God, I mean I led such a sheltered existence. But when my family moved back to Mississippi when I was nine, I saw the class and race divisions in a way that was pretty startling. Far cry from the bubble I had grown up in Nashville up to that point. Plus, that was around the time of the first Gulf War- and I was old enough or precocious enough to know that we were starting that war for all the wrong reasons.

I heard a great quote once. “Some creativity has nothing to do with expression or emotion; it’s only an assembly of disparate things that capture our interest.” Do you believe that?

Maybe – I mean I get a lot from visual art, history books, philosophy, geography, architecture, science, things that aren’t necessarily musical.

What’s the most crucial advice you would give yourself as a younger man — musical or otherwise? Would you change anything early on?

I would have practiced a lot more and spent less of my twenties partying. I didn’t have a sense of my own creative ambition until my later twenties.

How has your perspective on guitar playing changed as you’ve gotten older?
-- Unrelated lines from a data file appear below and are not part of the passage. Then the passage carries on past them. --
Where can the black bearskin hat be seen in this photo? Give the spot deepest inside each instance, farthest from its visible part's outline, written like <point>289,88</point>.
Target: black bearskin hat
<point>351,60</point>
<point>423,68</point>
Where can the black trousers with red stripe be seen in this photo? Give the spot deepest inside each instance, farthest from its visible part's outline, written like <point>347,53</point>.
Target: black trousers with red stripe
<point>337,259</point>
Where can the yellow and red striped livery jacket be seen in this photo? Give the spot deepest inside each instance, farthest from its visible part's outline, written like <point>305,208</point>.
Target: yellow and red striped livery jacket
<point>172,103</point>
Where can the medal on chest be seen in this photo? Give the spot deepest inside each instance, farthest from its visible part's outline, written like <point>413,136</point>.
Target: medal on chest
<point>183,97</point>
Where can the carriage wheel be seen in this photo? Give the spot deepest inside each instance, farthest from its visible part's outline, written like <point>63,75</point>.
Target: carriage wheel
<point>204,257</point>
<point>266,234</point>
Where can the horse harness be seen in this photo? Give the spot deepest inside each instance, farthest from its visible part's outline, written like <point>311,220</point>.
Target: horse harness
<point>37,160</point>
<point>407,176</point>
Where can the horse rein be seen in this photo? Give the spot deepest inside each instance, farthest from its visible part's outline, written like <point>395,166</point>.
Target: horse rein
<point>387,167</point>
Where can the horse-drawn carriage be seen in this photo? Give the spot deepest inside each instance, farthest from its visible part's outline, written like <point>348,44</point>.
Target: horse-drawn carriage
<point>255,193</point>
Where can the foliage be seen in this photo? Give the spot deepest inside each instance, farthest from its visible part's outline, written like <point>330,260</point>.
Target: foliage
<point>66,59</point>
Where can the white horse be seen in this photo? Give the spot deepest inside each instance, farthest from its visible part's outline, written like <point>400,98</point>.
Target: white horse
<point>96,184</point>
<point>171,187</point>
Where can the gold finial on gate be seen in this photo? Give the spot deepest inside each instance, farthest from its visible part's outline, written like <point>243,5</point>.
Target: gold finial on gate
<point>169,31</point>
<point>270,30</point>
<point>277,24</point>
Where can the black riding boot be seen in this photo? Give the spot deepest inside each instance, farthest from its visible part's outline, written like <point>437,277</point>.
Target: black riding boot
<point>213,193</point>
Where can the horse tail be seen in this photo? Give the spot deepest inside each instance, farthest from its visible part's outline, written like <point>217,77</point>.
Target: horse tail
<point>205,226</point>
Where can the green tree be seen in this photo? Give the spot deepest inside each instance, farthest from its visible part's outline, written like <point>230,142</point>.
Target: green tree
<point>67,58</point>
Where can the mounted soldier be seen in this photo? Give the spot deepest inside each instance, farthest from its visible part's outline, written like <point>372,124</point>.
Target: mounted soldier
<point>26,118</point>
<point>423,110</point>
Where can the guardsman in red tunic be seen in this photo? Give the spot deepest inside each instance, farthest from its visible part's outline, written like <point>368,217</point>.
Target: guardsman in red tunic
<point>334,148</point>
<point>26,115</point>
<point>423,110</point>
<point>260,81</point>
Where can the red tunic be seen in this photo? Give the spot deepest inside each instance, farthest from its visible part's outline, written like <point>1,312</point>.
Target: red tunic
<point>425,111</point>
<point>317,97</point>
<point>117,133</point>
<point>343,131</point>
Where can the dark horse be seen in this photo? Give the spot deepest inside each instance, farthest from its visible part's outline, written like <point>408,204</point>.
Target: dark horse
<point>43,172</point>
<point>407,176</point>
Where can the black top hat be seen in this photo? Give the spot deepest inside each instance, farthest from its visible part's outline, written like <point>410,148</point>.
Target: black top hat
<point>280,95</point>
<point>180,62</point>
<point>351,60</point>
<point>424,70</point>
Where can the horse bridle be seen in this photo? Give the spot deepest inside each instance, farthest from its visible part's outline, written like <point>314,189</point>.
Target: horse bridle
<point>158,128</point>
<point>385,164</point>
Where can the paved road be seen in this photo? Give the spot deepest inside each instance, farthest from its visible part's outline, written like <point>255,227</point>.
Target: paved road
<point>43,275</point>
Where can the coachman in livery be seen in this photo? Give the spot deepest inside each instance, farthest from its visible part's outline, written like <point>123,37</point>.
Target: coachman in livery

I am just constantly humbled and inspired, especially by younger players. I always want to be better.

Do you think the role of the guitar is to have its own voice, or to work as one cog in a machine?

In my case I have experience with both. When I play solo, the guitar is THE voice. But it should always work in an ensemble way- good players know how to be sympathetic to both approaches.

Streaming, market saturation and an encroaching monoculture is making it weird to play music in 2019. What do you feel is the most vital role of a musician today — one who isn’t as well-known as Drake or Imagine Dragons?

To be completely true to your OWN voice and your own work. To treat your work and art as serious as anything while not taking yourself too seriously.